Financial elder abuse can take may forms, and is not limited to cases where paid a care givers embezzles money and/or property from the elderly person they are taking care of. It can happen when a child or other close relative finds himself or herself in dire financial straights, and convinces an aging parent to make loans or gifts of money, which continue over time, or a family member convinces an aging parent to give up title to the family residence to avoid the “government” from taking the residence to cover the expense of long term care, if the parent requires such care at a future time, or a family member convinces a parent to sign a power of attorney that includes broad sweeping powers “just in case” something unexpected happens.

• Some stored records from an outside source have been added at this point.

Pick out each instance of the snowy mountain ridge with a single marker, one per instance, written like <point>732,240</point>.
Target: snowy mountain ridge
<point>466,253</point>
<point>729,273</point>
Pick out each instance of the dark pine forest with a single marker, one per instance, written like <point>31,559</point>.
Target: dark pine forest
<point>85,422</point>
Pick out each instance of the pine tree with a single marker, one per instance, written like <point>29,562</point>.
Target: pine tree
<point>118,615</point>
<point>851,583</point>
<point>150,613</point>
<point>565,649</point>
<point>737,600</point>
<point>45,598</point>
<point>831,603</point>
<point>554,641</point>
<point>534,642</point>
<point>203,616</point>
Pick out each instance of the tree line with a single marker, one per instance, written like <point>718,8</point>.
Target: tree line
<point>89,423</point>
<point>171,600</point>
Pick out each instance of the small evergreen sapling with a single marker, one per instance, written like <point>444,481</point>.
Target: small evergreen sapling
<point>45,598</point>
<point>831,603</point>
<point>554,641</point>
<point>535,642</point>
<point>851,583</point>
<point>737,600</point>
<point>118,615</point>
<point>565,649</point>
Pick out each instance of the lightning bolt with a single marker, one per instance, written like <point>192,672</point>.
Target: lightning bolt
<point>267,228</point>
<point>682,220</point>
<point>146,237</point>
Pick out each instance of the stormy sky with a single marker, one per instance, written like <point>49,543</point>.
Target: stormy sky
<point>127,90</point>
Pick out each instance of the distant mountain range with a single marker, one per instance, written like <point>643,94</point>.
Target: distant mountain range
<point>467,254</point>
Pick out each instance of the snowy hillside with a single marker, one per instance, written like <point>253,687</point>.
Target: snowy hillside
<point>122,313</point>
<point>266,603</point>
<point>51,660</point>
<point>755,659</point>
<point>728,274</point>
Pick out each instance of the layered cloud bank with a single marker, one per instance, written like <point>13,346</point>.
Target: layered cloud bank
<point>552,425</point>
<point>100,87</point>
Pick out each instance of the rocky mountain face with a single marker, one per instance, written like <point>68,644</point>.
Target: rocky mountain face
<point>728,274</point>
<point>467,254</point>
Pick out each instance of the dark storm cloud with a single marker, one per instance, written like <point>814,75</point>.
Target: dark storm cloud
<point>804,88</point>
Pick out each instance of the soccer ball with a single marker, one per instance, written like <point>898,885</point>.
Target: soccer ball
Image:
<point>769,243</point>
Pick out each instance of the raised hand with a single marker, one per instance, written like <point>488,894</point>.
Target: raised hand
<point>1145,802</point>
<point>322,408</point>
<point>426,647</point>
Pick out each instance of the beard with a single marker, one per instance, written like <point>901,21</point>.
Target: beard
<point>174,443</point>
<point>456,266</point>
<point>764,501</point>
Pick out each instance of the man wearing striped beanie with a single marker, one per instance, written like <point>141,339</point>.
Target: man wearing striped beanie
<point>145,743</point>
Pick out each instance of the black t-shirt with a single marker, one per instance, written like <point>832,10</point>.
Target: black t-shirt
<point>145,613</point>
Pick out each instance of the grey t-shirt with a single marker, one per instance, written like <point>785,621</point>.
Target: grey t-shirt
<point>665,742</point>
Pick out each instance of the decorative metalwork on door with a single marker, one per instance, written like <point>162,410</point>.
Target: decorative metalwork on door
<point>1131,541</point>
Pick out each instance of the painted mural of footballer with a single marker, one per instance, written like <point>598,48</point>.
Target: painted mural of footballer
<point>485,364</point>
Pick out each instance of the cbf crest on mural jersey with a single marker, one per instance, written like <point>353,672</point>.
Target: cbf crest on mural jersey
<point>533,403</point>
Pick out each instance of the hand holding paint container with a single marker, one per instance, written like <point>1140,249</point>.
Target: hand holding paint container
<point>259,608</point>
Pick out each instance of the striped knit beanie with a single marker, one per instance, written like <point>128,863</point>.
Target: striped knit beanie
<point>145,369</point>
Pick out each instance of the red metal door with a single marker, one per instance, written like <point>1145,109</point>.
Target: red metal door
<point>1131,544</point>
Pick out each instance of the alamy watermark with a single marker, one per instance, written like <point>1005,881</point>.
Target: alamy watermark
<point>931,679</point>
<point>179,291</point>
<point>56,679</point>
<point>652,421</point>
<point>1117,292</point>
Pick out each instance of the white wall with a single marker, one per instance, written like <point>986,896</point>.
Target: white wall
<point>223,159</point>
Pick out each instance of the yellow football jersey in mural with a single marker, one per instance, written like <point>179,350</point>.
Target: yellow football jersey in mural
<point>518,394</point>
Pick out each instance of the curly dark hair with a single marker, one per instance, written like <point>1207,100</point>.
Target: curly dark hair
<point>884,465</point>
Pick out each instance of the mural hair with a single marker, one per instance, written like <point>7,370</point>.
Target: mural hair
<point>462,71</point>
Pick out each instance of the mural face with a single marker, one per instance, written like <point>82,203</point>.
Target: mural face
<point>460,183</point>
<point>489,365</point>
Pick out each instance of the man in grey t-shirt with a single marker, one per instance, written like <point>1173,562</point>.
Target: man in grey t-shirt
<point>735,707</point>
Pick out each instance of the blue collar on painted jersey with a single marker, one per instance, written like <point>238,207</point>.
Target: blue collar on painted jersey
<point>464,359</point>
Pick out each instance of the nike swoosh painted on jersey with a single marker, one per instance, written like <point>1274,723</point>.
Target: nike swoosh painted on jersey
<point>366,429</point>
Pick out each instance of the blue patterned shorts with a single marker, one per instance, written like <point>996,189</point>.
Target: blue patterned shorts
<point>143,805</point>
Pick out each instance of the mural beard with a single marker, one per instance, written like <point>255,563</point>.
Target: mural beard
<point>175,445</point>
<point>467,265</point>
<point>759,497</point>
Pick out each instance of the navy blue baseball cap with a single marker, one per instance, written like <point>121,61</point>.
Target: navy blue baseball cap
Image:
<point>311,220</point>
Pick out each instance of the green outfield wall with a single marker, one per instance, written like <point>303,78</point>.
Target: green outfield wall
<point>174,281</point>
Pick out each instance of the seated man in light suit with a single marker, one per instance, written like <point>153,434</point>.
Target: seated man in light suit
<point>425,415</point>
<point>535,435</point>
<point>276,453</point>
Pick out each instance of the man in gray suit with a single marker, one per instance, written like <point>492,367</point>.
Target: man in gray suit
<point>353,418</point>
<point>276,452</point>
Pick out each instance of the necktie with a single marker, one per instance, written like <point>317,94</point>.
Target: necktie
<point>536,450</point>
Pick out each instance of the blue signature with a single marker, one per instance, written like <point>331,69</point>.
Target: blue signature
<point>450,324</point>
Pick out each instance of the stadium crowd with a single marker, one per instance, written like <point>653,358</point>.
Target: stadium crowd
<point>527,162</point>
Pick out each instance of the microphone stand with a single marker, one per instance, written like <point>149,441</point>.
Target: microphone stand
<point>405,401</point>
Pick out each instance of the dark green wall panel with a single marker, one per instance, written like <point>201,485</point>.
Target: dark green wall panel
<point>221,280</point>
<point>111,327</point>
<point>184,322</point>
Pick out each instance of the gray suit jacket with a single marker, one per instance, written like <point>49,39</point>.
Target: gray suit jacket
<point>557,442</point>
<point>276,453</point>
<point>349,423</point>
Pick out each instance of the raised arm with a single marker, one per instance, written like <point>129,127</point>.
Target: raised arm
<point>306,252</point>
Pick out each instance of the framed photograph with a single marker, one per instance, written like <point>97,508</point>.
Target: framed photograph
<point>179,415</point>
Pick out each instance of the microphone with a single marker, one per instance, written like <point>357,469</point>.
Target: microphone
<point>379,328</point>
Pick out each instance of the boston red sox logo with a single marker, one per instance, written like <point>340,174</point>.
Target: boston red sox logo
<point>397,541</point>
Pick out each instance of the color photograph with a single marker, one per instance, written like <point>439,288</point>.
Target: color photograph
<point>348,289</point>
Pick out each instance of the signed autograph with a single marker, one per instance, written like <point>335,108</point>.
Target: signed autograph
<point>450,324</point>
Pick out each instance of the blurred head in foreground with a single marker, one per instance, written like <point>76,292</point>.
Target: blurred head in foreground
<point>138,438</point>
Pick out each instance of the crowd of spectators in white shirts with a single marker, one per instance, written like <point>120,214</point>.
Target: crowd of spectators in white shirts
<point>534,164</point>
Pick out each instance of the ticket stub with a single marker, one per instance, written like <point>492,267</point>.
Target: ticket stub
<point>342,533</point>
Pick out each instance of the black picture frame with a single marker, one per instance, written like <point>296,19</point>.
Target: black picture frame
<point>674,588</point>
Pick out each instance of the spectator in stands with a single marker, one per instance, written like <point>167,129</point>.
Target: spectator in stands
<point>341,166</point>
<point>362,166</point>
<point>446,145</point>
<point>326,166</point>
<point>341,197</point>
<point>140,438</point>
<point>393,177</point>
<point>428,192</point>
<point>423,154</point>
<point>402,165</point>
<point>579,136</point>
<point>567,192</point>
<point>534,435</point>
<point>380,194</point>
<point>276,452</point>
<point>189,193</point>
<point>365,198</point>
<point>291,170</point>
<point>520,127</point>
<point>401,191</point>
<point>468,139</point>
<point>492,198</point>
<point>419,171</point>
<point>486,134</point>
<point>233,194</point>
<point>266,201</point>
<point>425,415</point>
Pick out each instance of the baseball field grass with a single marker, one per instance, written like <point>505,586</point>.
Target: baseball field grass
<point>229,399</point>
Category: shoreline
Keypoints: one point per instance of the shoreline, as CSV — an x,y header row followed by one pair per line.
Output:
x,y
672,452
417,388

Taking advantage of the elderly has become so prevalent in our culture that each county has a special department called The Department of Adult Protective Services that is charged with the investigation of cases involving elder abuse, and has enacted laws in the Welfare and Institutions Code to protect the elderly and provide remedies for the victims of elder abuse.
Despite all of these government measures designed to protect the elderly, the problem continues. However, many of these cases can be avoided by simply recognizing the problem and taking a few precautionary measures. First, elder abuse can only take place when family and friends are not vigilant. The old saying “It can’t happen in my family” is as out of date as the dial telephones of the 50's. Second, financial elder abuse generally occurs over an extended period of time in which a person (financial predator) builds up trust, and uses that trust to convince the elderly person to act in accordance with the financial predator’s wishes. Third, the financial predator will isolate the elderly person from past family members and friends in order to hide what is going on. When family members visit the elderly person, the financial predator will hover over the elderly person, and in some cases even speaks for the elderly person.
What can be done to avoid elder abuse? Take the time to visit the elderly parent or relative, and during these visits observe the elderly person’s environment. Is the elderly person’s memory impaired? Are financial documents (bank statements, bills, checks, etc.) strewn on the desks or dining room table? Are bills going unpaid? Is the check register not reflecting all of the checks being written on the account? Are there changes in spending habits such as increased ATM withdrawals, electronic transfers, or checks written to “cash”? Does the person providing care for the elderly person always say the elderly person is sleeping when family and friends come to visit or call on the telephone? Does the “new friend” insist on accompanying family members when they take the elderly person out for social outings? Does someone speak for the elderly person to make his or her wishes known while the elderly person sits and nods approvingly? These are all possible symptoms of financial elder abuse, and family members must recognize these events as possible signs of financial elder abuse.
If a family member suspects possible elder abuse, that person must be pro active. Financial predators count on friends and family members feeling uneasy about asking questions about financial matters that seem like an invasion of the elderly person’s privacy, or they try to make the family members who ask such questions appear to be greedy heirs who are just trying to protect their future inheritance. This feeling of guilt makes the family members withdraw, and allows the financial predator to continue to take advantage of the situation. A periodic review of the financial records (bank statements or securities statements) for the past several months is often helpful. If nothing else, it sends a message to a possible financial predator that someone is watching out for the elderly person and the risk of getting caught is greater, and may cause him or her to move on to other more productive hunting grounds.
We must care enough for our elderly family members to take the time to be vigilant. The elderly are not just worthy of our respect, they are also worthy of our time.